Baldwin clarifies that the internal conflict Bigger faces is not due to the absence of Black tradition itself but rather there is an absence of public consciousness to interpret Black life.  My father was strategic in representing himself within the Black traditions he participated in. In his line, he playfully utilizes both superficial and nuance themes of this character to leverage control in how he is understood creatively.



 When reading this story, I found myself asking: How do we grapple with ourselves when we don't feel like good people or we don't agree with our actions? What does justice look like for victims and perpetrators? When we cross the line, do we fall beyond the bounds of care? For Black youth who are born into a punitive judicial system, the way that we answer these questions as a society becomes material. Accountability and remorse can not be beaten into us, they are choices that people make for the well-being of themselves and for their communities.

As I matured, so did the stories of my father.

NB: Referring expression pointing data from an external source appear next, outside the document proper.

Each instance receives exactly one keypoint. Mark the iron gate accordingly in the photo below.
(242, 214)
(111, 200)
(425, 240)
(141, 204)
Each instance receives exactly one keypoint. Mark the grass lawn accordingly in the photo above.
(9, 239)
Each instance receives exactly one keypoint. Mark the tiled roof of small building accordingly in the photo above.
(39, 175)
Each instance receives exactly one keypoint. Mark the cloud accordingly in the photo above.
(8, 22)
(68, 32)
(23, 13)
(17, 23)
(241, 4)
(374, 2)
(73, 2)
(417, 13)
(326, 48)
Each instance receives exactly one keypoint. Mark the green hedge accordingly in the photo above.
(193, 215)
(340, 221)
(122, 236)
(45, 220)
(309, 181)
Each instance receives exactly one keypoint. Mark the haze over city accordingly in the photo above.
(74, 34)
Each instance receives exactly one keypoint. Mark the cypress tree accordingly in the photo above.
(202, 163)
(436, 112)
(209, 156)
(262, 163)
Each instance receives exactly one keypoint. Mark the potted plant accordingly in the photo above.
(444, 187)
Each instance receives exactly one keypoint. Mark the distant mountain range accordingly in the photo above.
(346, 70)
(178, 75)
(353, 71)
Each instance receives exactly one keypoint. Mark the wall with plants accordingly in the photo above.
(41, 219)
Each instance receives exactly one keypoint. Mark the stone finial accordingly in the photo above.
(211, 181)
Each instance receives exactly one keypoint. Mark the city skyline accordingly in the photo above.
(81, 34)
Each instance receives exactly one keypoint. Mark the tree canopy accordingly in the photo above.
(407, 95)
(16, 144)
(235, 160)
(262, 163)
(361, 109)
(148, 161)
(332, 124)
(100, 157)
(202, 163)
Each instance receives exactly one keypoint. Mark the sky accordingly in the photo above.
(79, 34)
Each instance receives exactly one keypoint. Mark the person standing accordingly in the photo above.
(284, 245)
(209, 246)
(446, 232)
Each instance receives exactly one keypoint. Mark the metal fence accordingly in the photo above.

I reflected on and encountered stories where I was critical of him and his decisions. Although, what I was most critical of were the storytellers. It troubles me to hear stories written carelessly or with contempt, stories where his life is defined by his death. It was the stories that I didn’t trust that became my Native Son. These critical moments required me to parse through tropes of troubled black boyhood so that I could confront issues of responsibility, blame, and punishment. One of the consequences of being a Native Son is being labeled a troublemaker and then a delinquent and then a criminal. The consequence is the anticipation of imminent social death or corporeal death. While black protest novels persist among stories of black death, it is important to me that my father’s story is not limited to the worst things to ever happen to him. I want to live in a world where black boys can grow into black men. When they don’t - let us hold our dead with care by listening to understand, let us honor them by acknowledging the artful ways in which they lived and considering their experience as complete.